On the same day in 2018, two publications first reported on Cas13d.Cas13d was found in a genomic data search for class 2 CRISPR-Cas systems which target RNA by Arbor Biotechnologies, Cambridge researchers lead by David Cheng and David Scott and published in Molecular Cell. Cas13d was also pulled out from analyzing genomic sequence data by a team lead by Patrick Hsu at the Salk Institute for Biological Studies and published in Cell. Their sequence came from Ruminococcus flavefaciens XPD2002 and is also known as CasRx.
Compared with other known RNA targeting effectors, Cas13a, Cas13b and Cas13c, Cas13d is 20% smaller. The CRISPR-Cas13d system has a WYL domain which modulates the RNase activity of the Cas13d target and collateral RNase activity. There are no target-flanking sequences needed to target RNA. Cas13d orthologs from Eubacterium siraeum and Ruminococcus sp. are active.

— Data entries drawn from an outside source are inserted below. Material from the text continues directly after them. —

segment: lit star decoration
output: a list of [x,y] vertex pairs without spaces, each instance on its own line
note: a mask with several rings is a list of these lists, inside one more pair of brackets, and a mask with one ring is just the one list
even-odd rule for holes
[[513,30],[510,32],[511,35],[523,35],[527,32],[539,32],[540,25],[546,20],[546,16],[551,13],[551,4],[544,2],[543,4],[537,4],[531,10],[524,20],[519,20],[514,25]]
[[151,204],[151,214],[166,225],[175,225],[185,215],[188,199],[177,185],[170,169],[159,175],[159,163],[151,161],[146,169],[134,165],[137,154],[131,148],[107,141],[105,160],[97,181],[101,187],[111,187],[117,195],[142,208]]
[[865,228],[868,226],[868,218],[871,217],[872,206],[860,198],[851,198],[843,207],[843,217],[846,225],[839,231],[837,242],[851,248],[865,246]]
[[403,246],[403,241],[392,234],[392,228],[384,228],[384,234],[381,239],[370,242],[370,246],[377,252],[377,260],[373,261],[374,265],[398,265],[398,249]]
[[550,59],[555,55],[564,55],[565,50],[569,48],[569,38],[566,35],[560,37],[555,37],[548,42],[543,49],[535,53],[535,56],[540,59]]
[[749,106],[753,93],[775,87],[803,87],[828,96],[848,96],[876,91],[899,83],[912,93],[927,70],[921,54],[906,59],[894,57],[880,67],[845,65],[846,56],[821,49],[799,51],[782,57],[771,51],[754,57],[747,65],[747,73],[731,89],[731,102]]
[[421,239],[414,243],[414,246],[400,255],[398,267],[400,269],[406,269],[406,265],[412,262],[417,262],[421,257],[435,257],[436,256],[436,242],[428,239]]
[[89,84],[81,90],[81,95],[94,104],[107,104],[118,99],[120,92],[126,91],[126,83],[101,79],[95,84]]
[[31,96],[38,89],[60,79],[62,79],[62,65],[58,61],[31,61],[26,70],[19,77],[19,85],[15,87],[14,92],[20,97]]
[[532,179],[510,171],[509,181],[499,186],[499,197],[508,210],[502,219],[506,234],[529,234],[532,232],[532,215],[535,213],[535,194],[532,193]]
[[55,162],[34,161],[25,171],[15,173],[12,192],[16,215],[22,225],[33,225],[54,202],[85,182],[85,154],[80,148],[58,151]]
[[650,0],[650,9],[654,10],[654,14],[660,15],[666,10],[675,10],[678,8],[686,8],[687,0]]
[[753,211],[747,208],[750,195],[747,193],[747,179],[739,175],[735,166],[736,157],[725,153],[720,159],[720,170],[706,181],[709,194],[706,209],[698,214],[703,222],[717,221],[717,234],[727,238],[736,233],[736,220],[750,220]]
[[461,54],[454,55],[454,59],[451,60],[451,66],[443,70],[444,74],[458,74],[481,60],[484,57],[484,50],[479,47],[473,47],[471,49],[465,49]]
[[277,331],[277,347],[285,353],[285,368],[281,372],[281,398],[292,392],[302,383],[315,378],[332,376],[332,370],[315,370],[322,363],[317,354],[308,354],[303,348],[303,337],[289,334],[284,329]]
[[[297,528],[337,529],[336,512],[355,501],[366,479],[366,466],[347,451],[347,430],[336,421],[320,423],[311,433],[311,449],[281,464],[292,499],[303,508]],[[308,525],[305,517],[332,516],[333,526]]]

Hsu’s group used CasRx to manipulate alternative splicing in neurons from a patient with frontotemporal dementia, that has a mutation in the MAPT gene which codes for tau protein. The MAPT mutation favors a splicing pattern that produces more of the longer of two alternative isoforms. Expression of dCasRx, a dead version that does not have nuclease activity, in patient neurons brought the ratio between the long and short form of the MAPT transcript closer to that of control cells.